The Various Types of Sensibility. Anatomic and Physiologic Elements

7

Autonomic Nervous System

8

Higher Cortical Functions. Apraxias. Agnosias.

9

Aphasias. Aphasiac Syndromes

10

Localization of Brain Injury

11

Localization of Spinal Cord Injury

12

Localization of Peripheral Nervous Systems Injury

13

Multiple Sclerosis and other Demyelinating Diseases.

14

Pathosis of Peripheral Nerves

15

Muscle Pathosis

 

Textbooks/reference material

In English

  1. Principles of Internal Medicine. Harrison. Mc Graw Hill 2004
  2. Fuller G., Manford M.R. (2010). Neurology. An illustrated Colour Text. Churchill Livingstone
  3. Hauser S.L., Josephson S.A. (2010). Harrison s Neurology in Clinical Medicine. In publishing
  4. Lisak R., Trnong D., Carrol W., Bhidayasiri R. (2009). International Neurology. Blackwell
  5. Clarke C., Howard R., Rossor M., Shorvon S.D. (2009). Neurology. A Queen Square Textbook. Wiley-Blackwell
  6. Ropper A., Samuels M. (2009). Adams and Victors Principles of Neurology.

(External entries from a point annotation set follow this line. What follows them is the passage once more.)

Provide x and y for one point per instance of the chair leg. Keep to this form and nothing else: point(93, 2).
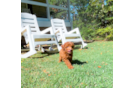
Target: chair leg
point(28, 54)
point(31, 45)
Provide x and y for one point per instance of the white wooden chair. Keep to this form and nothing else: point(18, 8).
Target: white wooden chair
point(59, 28)
point(33, 36)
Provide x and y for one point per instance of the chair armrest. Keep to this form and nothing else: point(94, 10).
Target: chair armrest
point(47, 30)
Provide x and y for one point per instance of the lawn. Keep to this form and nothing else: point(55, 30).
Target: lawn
point(93, 68)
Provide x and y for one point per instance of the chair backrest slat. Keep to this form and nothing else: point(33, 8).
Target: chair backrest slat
point(30, 19)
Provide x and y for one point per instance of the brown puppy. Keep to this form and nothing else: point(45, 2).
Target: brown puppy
point(66, 54)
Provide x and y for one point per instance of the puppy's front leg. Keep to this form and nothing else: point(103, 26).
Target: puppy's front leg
point(69, 65)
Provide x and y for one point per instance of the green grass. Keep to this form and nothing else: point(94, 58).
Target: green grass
point(43, 71)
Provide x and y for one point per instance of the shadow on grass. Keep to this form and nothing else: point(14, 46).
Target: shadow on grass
point(78, 62)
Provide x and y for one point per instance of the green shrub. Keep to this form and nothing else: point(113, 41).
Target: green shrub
point(106, 32)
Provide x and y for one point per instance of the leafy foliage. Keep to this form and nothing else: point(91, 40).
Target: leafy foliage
point(93, 18)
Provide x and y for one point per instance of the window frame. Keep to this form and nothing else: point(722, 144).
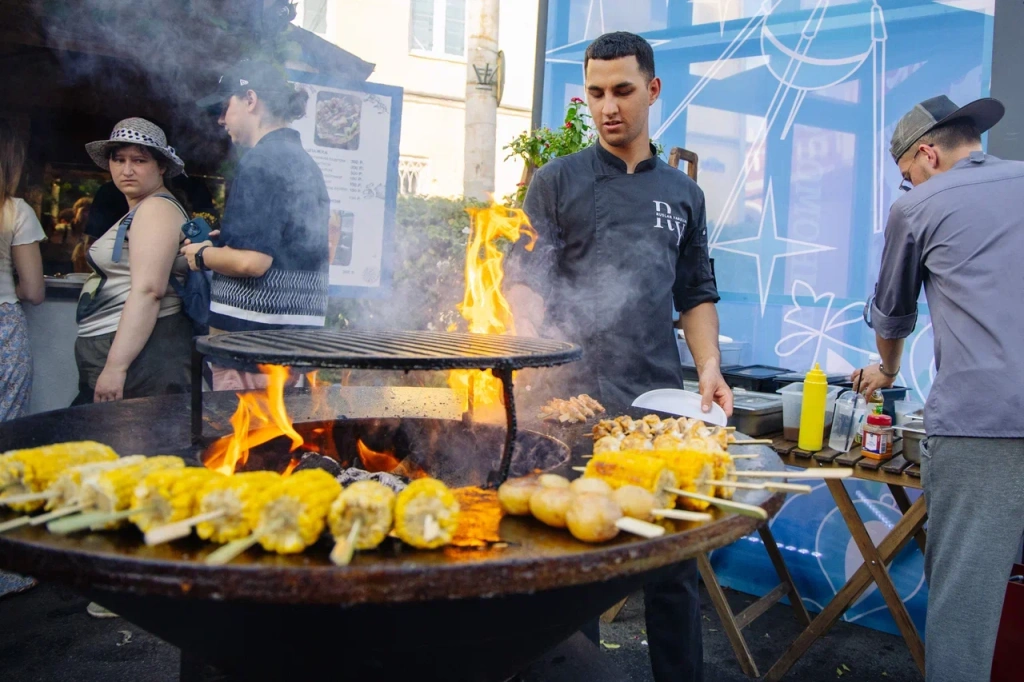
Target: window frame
point(439, 33)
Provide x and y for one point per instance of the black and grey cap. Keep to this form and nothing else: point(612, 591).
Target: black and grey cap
point(933, 113)
point(247, 75)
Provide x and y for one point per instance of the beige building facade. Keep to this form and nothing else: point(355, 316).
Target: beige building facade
point(420, 45)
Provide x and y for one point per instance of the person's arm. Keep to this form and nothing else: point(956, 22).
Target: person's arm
point(228, 261)
point(894, 306)
point(29, 265)
point(528, 271)
point(157, 229)
point(695, 295)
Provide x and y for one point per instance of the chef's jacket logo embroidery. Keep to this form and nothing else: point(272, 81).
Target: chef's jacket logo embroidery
point(664, 219)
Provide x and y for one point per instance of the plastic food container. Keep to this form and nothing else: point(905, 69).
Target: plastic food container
point(793, 400)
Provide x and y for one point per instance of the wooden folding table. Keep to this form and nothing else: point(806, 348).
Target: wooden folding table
point(898, 474)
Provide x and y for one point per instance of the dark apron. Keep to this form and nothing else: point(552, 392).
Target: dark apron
point(619, 301)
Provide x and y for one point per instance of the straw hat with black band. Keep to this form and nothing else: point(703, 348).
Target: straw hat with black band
point(141, 132)
point(937, 112)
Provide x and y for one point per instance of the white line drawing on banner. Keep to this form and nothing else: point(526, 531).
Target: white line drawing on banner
point(877, 528)
point(792, 343)
point(755, 23)
point(791, 248)
point(830, 72)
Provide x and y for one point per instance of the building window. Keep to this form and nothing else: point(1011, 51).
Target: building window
point(437, 27)
point(412, 175)
point(314, 15)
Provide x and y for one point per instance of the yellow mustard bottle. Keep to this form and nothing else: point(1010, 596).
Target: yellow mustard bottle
point(812, 411)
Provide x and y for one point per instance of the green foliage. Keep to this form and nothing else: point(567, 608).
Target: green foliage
point(430, 239)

McGraw-Hill

 

In Greek

  1. Δαλάκας Μ. (2001). Πρακτική Κλινική Νευρολογία. ΙατρικέςεκδόσειςΠασχαλίδη (Practical Clinical Neurology)
  2. Λογοθετίδης Ι., Μυλωνάς Ι. (2004). Νευρολογία. University Studio Press (Neurology)
  3. Adams & Crofford, Victor, Rotter. (2003). Νευρολογία (3 Τόμοι).(Μετάφραση Αγγλικής Έκδοσης) Ιατρικές εκδόσεις Πασχαλίδη (Neurology, 3 Volumes)
  4. Marsden C.D., Fowler T.J. (2001).Κλινική νευρολογία. (Μετάφραση Αγγλικής Έκδοσης) Ιατρικές Εκδόσεις Λίτσας (ClinicalNeurology)
  5. Walton J.N. (1996). Νευρολογία. (Μετάφραση Αγγλικής Έκδοσης) Ιατρικές Εκδόσεις Λίτσας (Neurology)

 

Assessment

Neurology’s assessment takes place in the end of the semester and has 2 examination periods. In case somebody fails in the 1st exam, they may take the 2nd. If they fail twice, they have to attend the module/subject again. The examination students take is consisted of open and closed type questions. Students have to achieve a result 5 out of 10 or higher to consider the subject passed. The examination’s duration is 2 hours. After passing the subject, the students are awarded with 6 ECTS credits.